Additionally, veterinarians have used stool as a therapeutic modality since the 17th century. In a recent study, researchers transferred fecal bacteria from one group of starving Koalas, considered nature’s fussiest eaters, to another. Within two weeks, the koalas could eat the strain of eucalyptus they were previously unable to digest.
As for human donors, Kamrava says they’re typically friends and family who have been screened (it’s not like an organ that needs to be a direct match, he says). If one’s unavailable, he orders from OpenBiome, a nonprofit stoolbank that delivers fresh feces nationwide — more than 50 specimens a week — to hospitals in 36 states. Becoming an OpenBiome stool donor isn’t easy, though. As the New York Times recently explained, volunteers who apply to be stool donors go through an intensive screening process, including an online health questionnaire followed by an hourlong clinical interview about their current health status, their health history and their family’s health history. If they pass the interview, their blood and stool undergo rigorous testing for pathogens and infectious diseases. “Only about 3 percent make it through our screening process,” says Carolyn Edelstein, OpenBiome’s executive director.
Once accepted by OpenBiome, donors make a commitment to provide three samples a week (bare minimum) at a clinical center for at least two months, earning $40 per dump. (An average-size stool can provide treatment for five individual patients according to Edelstein.)

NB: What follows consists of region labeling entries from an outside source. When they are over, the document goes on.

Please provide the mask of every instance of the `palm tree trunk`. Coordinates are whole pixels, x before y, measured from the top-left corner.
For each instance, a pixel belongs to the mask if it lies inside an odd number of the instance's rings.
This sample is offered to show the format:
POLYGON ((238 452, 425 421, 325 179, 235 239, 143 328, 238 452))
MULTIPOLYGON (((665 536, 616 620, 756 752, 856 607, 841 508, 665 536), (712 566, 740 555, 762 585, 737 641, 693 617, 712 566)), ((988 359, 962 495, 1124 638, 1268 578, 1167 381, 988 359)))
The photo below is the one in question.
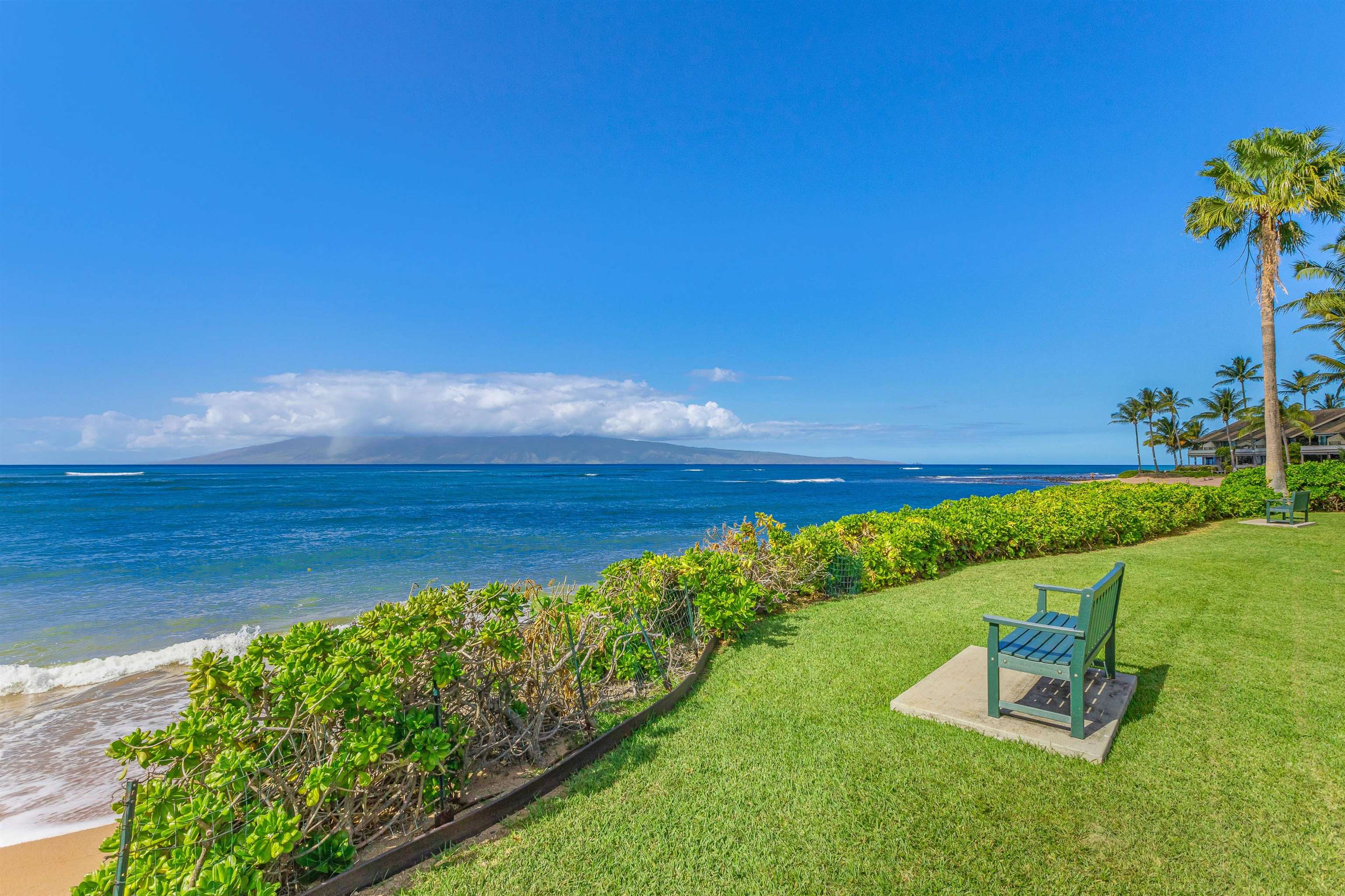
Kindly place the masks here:
POLYGON ((1270 447, 1284 440, 1279 420, 1279 379, 1275 375, 1275 284, 1279 283, 1279 230, 1270 215, 1262 215, 1260 229, 1260 311, 1262 375, 1266 383, 1266 482, 1284 494, 1284 457, 1270 447))

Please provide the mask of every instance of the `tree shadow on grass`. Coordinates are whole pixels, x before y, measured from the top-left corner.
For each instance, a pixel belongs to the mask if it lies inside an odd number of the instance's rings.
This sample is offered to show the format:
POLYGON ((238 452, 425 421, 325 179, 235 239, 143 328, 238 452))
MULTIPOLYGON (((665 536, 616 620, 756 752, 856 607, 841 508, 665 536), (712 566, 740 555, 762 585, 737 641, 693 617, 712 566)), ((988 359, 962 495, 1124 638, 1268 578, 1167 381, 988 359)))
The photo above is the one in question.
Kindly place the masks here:
POLYGON ((799 634, 799 626, 790 613, 777 616, 764 616, 742 632, 737 643, 742 647, 765 644, 767 647, 788 647, 794 643, 794 636, 799 634))
POLYGON ((1130 698, 1130 706, 1126 708, 1126 721, 1139 721, 1153 713, 1158 706, 1158 697, 1167 682, 1167 670, 1171 666, 1169 663, 1159 663, 1157 666, 1116 663, 1116 669, 1127 671, 1138 679, 1135 682, 1135 694, 1130 698))

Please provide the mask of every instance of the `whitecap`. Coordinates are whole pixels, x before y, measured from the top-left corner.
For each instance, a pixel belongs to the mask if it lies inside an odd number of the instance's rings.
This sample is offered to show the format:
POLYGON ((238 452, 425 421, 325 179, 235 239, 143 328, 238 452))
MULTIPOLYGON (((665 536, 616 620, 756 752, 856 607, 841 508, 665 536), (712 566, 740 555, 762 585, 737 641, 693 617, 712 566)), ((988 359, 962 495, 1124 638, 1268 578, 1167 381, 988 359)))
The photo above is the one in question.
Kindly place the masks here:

All the while, the procedure itself is changing. These days, in fact, Kamrava no longer relies on colonoscopes. Instead, he uses scentless, tasteless fecal transplant pills (affectionately called “crapsules”), which he says are as effective as traditional FMT, but much cheaper — patients swallow 30 pills over 90 minutes at the clinic and go home. Nor is it used solely for C. diff. Kamrava notes promising results have also been found treating digestive diseases like irritable bowel syndrome, Crohn’s disease and ulcerative colitis. Other studies have shown that altering the intestinal microbiome might treat Parkinson’s disease, depression and anxiety by affecting serotonin levels, thanks to the “gut-brain axis.”

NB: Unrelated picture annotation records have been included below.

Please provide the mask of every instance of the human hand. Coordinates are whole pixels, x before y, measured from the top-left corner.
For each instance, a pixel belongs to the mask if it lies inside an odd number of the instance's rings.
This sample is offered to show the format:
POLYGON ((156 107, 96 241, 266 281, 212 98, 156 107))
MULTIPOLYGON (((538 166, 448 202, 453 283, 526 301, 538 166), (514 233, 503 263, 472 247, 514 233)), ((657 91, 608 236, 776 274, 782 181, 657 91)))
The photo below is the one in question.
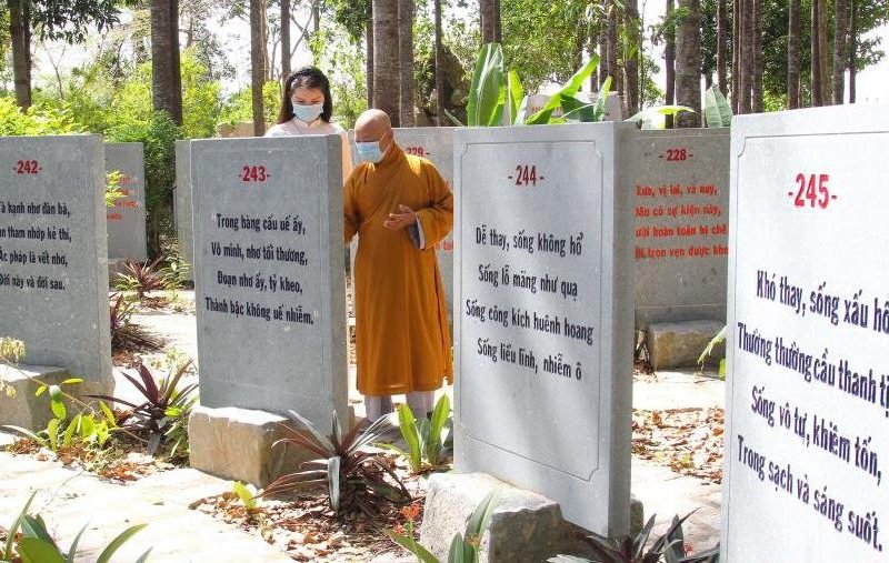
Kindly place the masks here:
POLYGON ((389 218, 382 225, 387 229, 398 230, 417 224, 417 213, 407 205, 398 205, 397 213, 389 213, 389 218))

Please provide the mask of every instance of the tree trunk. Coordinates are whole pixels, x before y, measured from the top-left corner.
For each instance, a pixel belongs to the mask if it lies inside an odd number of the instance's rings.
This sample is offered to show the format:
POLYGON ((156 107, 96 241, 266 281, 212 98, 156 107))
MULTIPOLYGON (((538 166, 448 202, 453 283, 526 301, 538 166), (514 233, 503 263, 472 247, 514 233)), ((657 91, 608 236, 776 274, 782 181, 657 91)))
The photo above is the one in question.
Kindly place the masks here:
POLYGON ((367 23, 364 29, 364 79, 368 90, 368 108, 373 107, 373 2, 368 0, 367 23))
POLYGON ((846 0, 833 0, 833 103, 842 104, 846 95, 846 46, 847 37, 847 14, 846 0))
POLYGON ((858 73, 858 0, 849 0, 849 103, 855 103, 858 73))
POLYGON ((436 0, 436 124, 442 127, 447 123, 444 119, 444 53, 441 50, 441 0, 436 0))
POLYGON ((173 81, 173 120, 182 124, 182 68, 179 60, 179 0, 170 0, 170 68, 173 81))
POLYGON ((827 0, 817 0, 818 2, 818 63, 821 74, 821 102, 825 105, 830 105, 833 99, 833 89, 830 87, 830 66, 828 63, 828 47, 829 39, 827 34, 827 0))
MULTIPOLYGON (((672 1, 672 0, 668 0, 672 1)), ((602 88, 605 83, 605 79, 608 78, 608 22, 599 30, 599 88, 596 89, 598 92, 599 89, 602 88)))
POLYGON ((479 0, 479 13, 482 44, 499 43, 501 40, 500 2, 497 0, 479 0))
POLYGON ((802 24, 800 0, 790 0, 787 20, 787 108, 796 110, 799 100, 799 48, 802 24))
POLYGON ((726 57, 728 56, 728 36, 726 33, 726 1, 717 0, 716 4, 716 77, 719 91, 722 95, 729 92, 728 67, 726 57))
POLYGON ((642 51, 642 33, 637 0, 623 2, 623 28, 627 32, 629 51, 623 53, 625 82, 627 84, 627 115, 639 111, 639 53, 642 51))
POLYGON ((811 83, 811 95, 812 101, 811 105, 818 107, 823 105, 823 101, 821 100, 821 64, 819 64, 819 56, 820 46, 819 46, 819 33, 818 33, 818 0, 811 0, 812 2, 812 21, 811 21, 811 33, 809 34, 810 41, 809 47, 811 51, 811 74, 812 74, 812 83, 811 83))
MULTIPOLYGON (((670 14, 673 11, 673 0, 667 0, 667 21, 670 20, 670 14)), ((676 27, 670 26, 666 30, 666 41, 663 46, 663 66, 665 66, 665 88, 663 101, 667 105, 676 103, 676 27)), ((673 128, 673 117, 667 115, 667 129, 673 128)))
POLYGON ((392 125, 400 121, 398 64, 398 1, 373 0, 373 107, 384 111, 392 125))
POLYGON ((151 0, 151 98, 156 111, 167 111, 182 122, 179 74, 179 21, 177 3, 151 0), (173 17, 177 13, 177 17, 173 17))
POLYGON ((281 0, 281 82, 290 76, 290 0, 281 0))
POLYGON ((731 111, 736 115, 741 107, 741 2, 731 1, 731 111))
POLYGON ((253 135, 266 133, 266 118, 262 108, 262 79, 266 77, 263 0, 250 0, 250 86, 253 99, 253 135))
POLYGON ((753 0, 753 26, 751 28, 753 49, 752 99, 753 113, 762 113, 762 0, 753 0))
POLYGON ((413 127, 413 0, 398 0, 401 127, 413 127))
POLYGON ((16 103, 31 107, 31 24, 28 0, 8 0, 10 40, 12 42, 12 74, 16 82, 16 103))
POLYGON ((695 113, 677 115, 678 127, 701 125, 701 12, 700 0, 679 0, 686 16, 676 37, 676 102, 695 113))
POLYGON ((753 0, 741 2, 741 32, 738 39, 741 42, 738 113, 750 113, 750 94, 753 91, 753 0))

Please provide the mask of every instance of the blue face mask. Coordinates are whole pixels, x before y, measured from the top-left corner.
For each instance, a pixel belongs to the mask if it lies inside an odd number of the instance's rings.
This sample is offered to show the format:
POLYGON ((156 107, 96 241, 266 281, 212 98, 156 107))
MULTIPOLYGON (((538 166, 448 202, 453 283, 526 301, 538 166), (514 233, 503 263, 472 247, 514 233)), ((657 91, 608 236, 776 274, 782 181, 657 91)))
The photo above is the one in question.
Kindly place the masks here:
POLYGON ((293 104, 293 117, 306 123, 311 123, 320 118, 323 111, 324 107, 321 103, 314 103, 312 105, 293 104))
POLYGON ((356 142, 354 149, 360 162, 370 162, 371 164, 378 164, 386 154, 380 149, 380 141, 356 142))

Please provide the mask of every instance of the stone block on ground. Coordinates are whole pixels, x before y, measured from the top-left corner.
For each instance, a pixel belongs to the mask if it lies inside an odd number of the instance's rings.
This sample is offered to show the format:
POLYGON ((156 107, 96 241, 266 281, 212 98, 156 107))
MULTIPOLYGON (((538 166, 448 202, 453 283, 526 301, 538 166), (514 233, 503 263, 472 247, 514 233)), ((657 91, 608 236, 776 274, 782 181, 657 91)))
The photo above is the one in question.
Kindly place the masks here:
MULTIPOLYGON (((485 496, 503 483, 485 473, 439 473, 429 479, 420 543, 442 561, 456 533, 485 496)), ((562 519, 559 505, 537 493, 505 485, 491 525, 481 539, 481 563, 539 562, 560 553, 590 556, 585 531, 562 519)))
MULTIPOLYGON (((661 322, 648 325, 648 352, 651 368, 672 370, 696 368, 707 344, 722 330, 720 321, 661 322)), ((710 362, 725 358, 725 342, 713 348, 710 362)))
MULTIPOLYGON (((12 389, 11 396, 6 389, 0 391, 0 425, 21 426, 28 430, 47 428, 52 419, 49 399, 46 394, 36 396, 40 383, 58 385, 71 378, 64 368, 51 365, 7 365, 0 364, 0 381, 3 386, 12 389)), ((86 381, 77 385, 66 386, 64 391, 72 395, 87 393, 106 394, 111 391, 108 382, 86 381)), ((70 406, 77 409, 76 406, 70 406)))
POLYGON ((191 466, 262 487, 314 456, 304 450, 272 444, 287 438, 283 416, 264 411, 196 406, 188 421, 191 466))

Still more research suggests that performance-enhancing probiotics found in the guts of elite athletes could be transplanted into a couch-potato’s stomach, making it as strong the Olympic marathoner he’s watching on TV. Kamrava, meanwhile, has patients who have done at-home transplants on autistic children and seen “significant improvements” in social behavior. “That tells me there are things about gut microbiome that we don’t understand,” he says. “And to me, that means we should be open to any possibility.”